Attorneys for the city face a Nov. 12 deadline for filing a response to Stanley’s arguments. But in a May brief about whether the Supreme Court should hear the case, the city disputed the allegations, saying Stanley “simply failed to satisfy the city’s service-based criteria for earning the subsidy to age 65. Had she served 25 years, she would have received it regardless of her disability.”
“Petitioner (Stanley) retired early with only 20 years of service,” the city’s attorneys wrote in the May brief. “Although her reason for retiring early is indeed tragic, it did not render the denial of the subsidy to age 65 unlawful or even unfair. Nondisabled retirees with only 20 years of service also did not receive the subsidy to age 65, no matter how unfortunate their reasons for retiring early.
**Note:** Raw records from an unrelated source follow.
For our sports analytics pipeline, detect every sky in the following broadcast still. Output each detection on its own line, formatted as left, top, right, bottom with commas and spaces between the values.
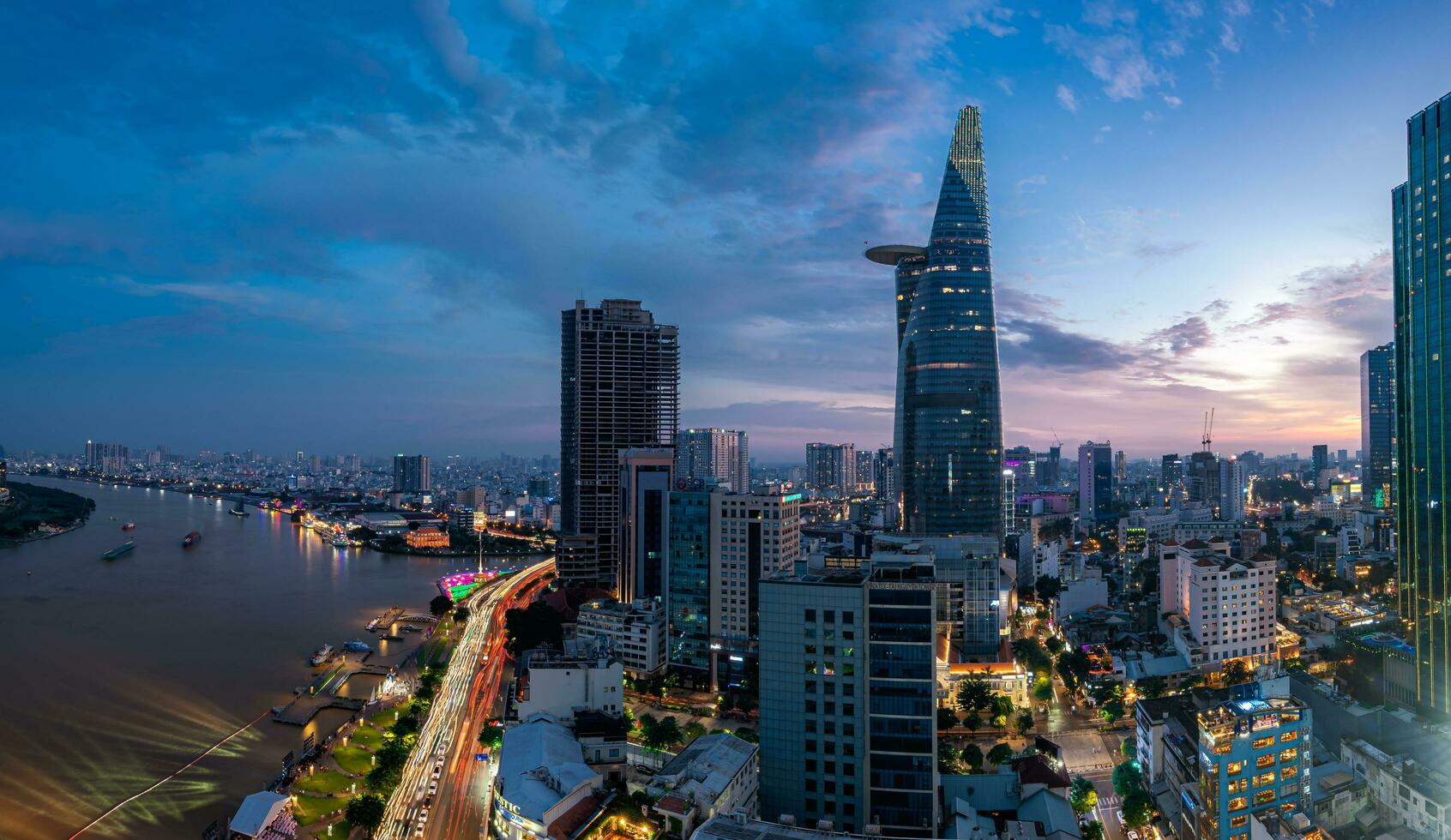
0, 0, 1451, 461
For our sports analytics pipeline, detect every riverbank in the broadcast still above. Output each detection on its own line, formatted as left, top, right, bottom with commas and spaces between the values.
0, 482, 96, 544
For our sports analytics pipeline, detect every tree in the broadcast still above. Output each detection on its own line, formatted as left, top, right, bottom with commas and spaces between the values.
1219, 658, 1252, 685
1123, 789, 1153, 828
1068, 777, 1099, 814
479, 725, 503, 750
958, 676, 992, 712
1033, 574, 1063, 603
1113, 759, 1143, 796
962, 744, 982, 773
937, 741, 962, 775
342, 794, 384, 837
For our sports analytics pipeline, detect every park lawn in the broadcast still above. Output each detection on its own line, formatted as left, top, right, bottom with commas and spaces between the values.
332, 744, 373, 775
292, 795, 348, 831
293, 771, 352, 794
348, 724, 383, 750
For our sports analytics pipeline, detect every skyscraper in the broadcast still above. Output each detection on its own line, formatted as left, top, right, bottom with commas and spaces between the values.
617, 450, 675, 603
1078, 441, 1113, 532
394, 454, 434, 493
1392, 93, 1451, 714
1361, 342, 1396, 507
675, 428, 750, 493
807, 444, 856, 496
866, 105, 1002, 537
558, 299, 681, 589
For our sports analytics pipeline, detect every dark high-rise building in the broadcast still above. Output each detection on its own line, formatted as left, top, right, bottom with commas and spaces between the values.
1361, 344, 1396, 507
394, 455, 432, 493
1078, 441, 1113, 532
866, 105, 1002, 537
1390, 93, 1451, 714
558, 299, 681, 589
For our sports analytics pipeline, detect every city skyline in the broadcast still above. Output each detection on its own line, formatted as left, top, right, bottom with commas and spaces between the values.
0, 3, 1447, 461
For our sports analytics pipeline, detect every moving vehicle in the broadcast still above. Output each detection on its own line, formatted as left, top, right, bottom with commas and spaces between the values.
100, 540, 136, 560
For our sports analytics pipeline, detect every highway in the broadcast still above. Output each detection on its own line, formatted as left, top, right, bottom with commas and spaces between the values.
379, 560, 554, 838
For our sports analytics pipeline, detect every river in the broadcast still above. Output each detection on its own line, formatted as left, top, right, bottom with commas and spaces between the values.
0, 476, 522, 840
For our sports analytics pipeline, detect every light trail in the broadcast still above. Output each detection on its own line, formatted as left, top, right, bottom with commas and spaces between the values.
69, 711, 271, 840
In fact, petitioner was treated better than non-disabled retirees with the same amount of service because while they received no subsidy at all, petitioner received the subsidy for 24 months out of compassion for her disability.”
A key issue is whether Stanley could sue under the Americans with Disabilities Act. A three-judge panel of the 11th U.S. Circuit Court of Appeals ruled that Stanley, as a former employee, could not sue under what is known as Title I of the law. The panel cited an 11th Circuit precedent that a “former employee who does not hold or desire to hold an employment position cannot sue over discriminatory post-employment benefits.”
“We (in the precedent) recognized that the ADA protects against discrimination in fringe benefits, such as health insurance, because these benefits have always been recognized as one example of a term, condition, or privilege of employment,” the ruling in Stanley’s case said. “But because the ADA prohibits discrimination only as to those individuals who hold or desire to hold a job, we reasoned that a former employee cannot bring suit under Title I to remedy discrimination in the provision of post-employment fringe benefits.”
But in the September brief at the Supreme Court, Stanley’s attorneys argued the Americans with Disabilities Act allows former employees to sue over retirement benefits. The brief said the appeals court’s interpretation “would leave retirees unprotected against even the most egregious discrimination.”